Your brain is responsible for creating the reality that you perceive every second of your life. It is taking input from the nerves in your fingers, toes, eyes, and ears and creating images, sounds, and sensations. When you touch a fuzzy blanket, it isn’t your fingers that decide the blanket feels fuzzy. Your brain decides that.

The communication between your body and your brain is what creates your reality. What happens if that communication is faulty? Suddenly, instead of feeling that fuzzy blanket, you feel a rough surface or even nothing at all. What causes that faulty communication? In many cases it is a condition called subluxation.

Dr. Heidi Haavik, DC and her research team are showing through extensive research that subluxation is not caused by a bone being “out”. Guess what? Your bones aren’t going anywhere. As a side note, PLEASE stop telling me your “blank” is “out”. I will be responding with, “Where’d it go?” You’ve been warned. What does happen is that the bony parts of joints can stop moving normally. This creates a change in the communication from the nerves in that joint to the brain. A “glitch in The Matrix”. Suddenly, your brain is being given incorrect information to interpret.

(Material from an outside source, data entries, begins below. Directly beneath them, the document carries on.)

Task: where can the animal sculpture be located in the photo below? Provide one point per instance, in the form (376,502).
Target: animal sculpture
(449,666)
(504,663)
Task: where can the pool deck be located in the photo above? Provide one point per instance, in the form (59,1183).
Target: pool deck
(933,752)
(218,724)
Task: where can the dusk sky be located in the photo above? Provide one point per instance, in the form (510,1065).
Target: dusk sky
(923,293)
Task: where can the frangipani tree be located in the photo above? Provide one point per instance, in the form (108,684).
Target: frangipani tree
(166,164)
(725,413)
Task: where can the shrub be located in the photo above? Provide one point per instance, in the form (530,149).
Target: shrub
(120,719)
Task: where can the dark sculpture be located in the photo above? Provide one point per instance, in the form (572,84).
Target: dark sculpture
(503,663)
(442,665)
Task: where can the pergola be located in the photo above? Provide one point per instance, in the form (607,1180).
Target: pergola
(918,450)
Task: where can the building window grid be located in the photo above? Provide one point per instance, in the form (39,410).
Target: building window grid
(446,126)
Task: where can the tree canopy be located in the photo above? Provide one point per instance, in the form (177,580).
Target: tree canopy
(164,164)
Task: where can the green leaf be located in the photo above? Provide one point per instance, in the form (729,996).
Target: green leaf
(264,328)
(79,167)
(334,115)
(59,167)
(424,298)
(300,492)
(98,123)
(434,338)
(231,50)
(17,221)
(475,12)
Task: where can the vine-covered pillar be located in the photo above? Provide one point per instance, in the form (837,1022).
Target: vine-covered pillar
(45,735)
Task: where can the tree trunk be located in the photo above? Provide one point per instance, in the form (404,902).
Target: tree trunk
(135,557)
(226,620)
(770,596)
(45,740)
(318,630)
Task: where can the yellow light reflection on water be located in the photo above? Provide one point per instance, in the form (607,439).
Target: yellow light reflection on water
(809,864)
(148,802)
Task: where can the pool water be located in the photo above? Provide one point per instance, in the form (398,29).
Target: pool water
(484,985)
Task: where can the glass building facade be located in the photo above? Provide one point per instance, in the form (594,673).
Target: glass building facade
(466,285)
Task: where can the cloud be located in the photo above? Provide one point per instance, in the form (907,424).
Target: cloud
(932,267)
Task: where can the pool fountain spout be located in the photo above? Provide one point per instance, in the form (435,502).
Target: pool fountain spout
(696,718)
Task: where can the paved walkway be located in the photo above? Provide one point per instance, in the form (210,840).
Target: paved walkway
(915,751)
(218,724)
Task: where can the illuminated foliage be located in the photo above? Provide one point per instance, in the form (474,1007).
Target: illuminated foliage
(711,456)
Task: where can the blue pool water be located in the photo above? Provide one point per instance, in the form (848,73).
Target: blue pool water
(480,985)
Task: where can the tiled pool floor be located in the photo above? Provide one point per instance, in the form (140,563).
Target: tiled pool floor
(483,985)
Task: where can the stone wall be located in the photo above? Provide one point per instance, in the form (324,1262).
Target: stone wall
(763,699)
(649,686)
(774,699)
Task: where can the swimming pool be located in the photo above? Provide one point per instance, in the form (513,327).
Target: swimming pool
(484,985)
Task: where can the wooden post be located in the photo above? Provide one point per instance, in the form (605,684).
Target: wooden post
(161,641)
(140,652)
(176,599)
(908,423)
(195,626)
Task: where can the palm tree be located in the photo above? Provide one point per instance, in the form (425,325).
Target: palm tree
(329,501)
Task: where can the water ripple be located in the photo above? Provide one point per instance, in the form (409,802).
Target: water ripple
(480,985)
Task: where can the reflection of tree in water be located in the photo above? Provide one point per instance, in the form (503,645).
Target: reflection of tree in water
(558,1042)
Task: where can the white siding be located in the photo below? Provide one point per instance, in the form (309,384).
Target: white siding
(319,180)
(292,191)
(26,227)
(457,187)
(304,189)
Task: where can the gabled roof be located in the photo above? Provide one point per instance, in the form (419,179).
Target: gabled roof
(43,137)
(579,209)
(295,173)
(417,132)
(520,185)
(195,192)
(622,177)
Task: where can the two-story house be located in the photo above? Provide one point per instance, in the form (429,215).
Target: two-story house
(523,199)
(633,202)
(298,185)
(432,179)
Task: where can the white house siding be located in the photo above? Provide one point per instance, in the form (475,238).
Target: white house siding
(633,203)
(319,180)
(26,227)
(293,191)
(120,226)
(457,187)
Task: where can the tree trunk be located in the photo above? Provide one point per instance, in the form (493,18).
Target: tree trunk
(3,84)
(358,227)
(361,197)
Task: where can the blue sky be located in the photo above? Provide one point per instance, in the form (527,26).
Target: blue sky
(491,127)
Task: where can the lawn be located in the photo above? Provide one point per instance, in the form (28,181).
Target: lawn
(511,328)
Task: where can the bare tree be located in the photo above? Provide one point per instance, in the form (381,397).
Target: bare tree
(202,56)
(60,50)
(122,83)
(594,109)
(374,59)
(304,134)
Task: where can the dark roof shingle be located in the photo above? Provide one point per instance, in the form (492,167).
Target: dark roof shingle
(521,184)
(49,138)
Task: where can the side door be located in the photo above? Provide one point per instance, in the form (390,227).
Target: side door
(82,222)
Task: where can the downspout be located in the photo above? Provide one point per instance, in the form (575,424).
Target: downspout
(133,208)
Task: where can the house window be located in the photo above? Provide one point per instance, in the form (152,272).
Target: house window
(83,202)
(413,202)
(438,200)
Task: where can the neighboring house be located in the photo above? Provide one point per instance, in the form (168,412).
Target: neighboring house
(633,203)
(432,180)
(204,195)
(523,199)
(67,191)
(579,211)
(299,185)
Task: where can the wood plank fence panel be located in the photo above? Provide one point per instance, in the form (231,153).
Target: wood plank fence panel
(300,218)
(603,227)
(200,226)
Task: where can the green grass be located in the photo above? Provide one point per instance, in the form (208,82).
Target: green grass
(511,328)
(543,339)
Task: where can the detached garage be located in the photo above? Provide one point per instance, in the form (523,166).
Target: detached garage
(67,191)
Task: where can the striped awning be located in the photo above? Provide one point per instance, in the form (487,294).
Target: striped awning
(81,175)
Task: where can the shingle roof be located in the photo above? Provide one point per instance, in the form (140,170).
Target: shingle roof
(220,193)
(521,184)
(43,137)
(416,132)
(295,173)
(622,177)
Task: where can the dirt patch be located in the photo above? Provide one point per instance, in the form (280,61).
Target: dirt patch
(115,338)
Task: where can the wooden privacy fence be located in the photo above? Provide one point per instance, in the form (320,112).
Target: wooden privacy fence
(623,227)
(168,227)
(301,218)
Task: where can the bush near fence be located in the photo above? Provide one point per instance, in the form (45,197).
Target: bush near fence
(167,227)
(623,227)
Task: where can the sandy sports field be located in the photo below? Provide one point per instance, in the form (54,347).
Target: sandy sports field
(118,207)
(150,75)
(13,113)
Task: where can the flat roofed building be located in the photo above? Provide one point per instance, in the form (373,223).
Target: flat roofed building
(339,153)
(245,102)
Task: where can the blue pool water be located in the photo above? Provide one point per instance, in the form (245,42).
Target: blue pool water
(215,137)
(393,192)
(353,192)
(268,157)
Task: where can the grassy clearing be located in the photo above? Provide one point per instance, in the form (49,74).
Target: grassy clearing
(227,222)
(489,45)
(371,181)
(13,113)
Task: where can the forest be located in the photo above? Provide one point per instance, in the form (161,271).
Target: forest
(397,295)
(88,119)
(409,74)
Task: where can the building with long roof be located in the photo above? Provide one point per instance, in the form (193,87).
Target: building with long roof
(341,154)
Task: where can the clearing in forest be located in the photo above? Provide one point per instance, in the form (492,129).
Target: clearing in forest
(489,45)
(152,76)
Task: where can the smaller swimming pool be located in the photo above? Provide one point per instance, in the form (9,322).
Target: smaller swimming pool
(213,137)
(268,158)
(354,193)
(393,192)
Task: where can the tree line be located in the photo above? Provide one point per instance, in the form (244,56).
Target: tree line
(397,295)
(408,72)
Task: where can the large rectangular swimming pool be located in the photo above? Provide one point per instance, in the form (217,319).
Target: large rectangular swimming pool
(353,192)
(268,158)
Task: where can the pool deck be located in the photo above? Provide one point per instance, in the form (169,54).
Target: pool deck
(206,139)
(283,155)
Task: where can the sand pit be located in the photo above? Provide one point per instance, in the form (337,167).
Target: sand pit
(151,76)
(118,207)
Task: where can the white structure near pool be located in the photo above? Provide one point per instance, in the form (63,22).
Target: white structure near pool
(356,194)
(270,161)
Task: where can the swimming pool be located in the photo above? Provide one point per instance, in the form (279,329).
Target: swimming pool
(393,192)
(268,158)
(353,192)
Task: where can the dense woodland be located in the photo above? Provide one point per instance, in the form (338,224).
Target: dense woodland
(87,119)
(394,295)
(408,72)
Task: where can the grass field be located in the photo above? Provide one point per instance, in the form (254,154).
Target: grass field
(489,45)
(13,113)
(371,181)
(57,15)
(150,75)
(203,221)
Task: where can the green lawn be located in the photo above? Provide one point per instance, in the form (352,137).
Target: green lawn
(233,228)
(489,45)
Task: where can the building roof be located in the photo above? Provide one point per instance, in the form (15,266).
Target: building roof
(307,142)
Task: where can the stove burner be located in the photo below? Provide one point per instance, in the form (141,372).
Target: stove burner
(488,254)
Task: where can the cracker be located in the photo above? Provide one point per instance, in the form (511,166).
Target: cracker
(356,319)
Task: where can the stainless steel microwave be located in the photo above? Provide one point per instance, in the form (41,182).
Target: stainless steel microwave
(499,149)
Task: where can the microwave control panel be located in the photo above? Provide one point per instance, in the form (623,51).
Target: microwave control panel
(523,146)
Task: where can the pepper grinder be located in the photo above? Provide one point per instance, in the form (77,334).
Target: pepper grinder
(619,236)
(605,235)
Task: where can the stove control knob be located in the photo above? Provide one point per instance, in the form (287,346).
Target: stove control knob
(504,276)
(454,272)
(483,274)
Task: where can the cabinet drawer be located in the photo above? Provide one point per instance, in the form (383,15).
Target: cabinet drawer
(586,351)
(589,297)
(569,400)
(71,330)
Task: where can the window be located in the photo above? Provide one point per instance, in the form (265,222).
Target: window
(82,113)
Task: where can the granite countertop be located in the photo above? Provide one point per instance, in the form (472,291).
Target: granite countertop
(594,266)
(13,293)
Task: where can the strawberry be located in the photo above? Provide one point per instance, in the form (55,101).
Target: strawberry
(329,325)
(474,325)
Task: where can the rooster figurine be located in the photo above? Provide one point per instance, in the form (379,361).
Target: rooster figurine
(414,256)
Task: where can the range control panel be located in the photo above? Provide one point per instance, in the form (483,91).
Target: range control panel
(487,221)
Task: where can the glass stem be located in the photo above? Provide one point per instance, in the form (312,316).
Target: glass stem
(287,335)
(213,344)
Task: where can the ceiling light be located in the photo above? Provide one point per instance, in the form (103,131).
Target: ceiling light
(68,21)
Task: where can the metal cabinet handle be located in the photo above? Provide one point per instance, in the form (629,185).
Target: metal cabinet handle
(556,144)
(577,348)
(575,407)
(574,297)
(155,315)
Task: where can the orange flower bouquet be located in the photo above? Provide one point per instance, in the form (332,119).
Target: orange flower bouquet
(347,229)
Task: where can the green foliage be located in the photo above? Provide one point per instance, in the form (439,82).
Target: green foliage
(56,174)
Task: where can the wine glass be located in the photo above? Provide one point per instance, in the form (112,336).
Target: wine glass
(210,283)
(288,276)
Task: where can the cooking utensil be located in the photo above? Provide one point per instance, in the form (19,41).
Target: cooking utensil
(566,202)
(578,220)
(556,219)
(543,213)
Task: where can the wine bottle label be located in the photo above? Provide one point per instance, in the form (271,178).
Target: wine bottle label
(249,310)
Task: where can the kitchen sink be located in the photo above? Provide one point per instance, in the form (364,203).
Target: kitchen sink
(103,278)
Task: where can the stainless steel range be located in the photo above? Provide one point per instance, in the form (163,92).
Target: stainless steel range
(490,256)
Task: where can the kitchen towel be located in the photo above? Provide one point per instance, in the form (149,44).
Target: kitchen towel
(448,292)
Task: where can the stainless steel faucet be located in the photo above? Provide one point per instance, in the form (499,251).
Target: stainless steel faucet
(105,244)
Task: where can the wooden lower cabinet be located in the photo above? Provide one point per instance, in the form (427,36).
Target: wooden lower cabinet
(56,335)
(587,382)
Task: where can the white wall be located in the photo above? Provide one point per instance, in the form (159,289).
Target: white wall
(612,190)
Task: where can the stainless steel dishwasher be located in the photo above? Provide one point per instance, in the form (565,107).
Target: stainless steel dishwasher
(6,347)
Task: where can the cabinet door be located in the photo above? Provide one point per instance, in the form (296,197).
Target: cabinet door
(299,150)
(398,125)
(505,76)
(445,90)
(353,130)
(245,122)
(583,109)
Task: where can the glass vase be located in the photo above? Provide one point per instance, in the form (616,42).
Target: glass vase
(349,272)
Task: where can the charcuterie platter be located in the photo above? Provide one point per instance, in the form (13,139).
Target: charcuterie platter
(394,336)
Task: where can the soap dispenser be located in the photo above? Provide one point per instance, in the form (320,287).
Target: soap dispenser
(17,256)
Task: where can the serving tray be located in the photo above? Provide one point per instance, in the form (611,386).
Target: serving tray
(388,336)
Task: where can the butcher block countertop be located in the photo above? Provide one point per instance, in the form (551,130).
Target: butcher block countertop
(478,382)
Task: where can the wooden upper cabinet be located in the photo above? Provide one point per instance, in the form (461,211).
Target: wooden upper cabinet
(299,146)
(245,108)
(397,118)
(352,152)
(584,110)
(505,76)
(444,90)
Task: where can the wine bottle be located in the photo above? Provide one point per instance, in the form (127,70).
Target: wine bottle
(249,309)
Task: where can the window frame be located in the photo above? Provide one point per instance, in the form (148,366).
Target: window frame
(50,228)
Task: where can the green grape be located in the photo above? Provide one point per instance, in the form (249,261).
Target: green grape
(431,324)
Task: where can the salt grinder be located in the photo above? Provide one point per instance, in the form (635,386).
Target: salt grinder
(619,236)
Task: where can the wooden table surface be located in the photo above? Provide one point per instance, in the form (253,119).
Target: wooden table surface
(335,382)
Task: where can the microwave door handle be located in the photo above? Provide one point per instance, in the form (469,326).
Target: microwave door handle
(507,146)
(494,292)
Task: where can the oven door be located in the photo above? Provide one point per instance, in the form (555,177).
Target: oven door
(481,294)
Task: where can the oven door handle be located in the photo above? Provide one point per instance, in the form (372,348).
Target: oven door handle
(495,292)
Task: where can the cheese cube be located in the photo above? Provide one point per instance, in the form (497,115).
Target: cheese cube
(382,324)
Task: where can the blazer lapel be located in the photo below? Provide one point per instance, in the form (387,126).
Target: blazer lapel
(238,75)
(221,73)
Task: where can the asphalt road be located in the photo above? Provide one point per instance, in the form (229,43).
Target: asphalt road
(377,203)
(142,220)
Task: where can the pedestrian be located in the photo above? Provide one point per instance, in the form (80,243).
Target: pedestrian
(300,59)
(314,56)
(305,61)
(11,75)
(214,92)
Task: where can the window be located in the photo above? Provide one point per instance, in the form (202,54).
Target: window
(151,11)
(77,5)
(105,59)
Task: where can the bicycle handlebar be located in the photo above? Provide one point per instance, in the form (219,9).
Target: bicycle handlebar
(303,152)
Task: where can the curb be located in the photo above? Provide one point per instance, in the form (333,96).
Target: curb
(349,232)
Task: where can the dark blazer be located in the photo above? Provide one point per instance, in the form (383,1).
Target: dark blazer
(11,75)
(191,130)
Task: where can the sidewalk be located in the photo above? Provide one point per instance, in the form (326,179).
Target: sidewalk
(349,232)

This incorrect information from the nerves can be many different things. It can be inappropriate pain signals telling your brain something is painful when nothing’s wrong. This is why pain is never a good indicator of where or what a problem is. It can be telling your brain that you’re still hungry after you’ve eaten a large meal. It’s often simply incorrect information about how you are moving through space.

For example, my leg could be lying slightly bent in front of me in my recliner. But due to, let’s say, an old injury, the nerves in my knee are telling my brain that my knee is as straight as it can go. Those nerves are telling my brain that if I straighten my knee any more, it’ll be harmful and hurt. When I go to actually straighten my leg, I feel a sharp pain! My brain thinks I’ve just hyperextended my knee and has created a sensation of pain to stop me from moving it any more in that direction.

There are thousands of examples I can give you of how this incorrect information affects you and your overall health. I first got to hear Dr. Haavik this past February at a chiropractic conference. I even got to meet her and she signed a copy of her book, The Reality Check for me!

Previous
Previous

Coronavirus, influenza, and colds….oh my!!!

Next
Next

Where my Neurodiverse peeps at??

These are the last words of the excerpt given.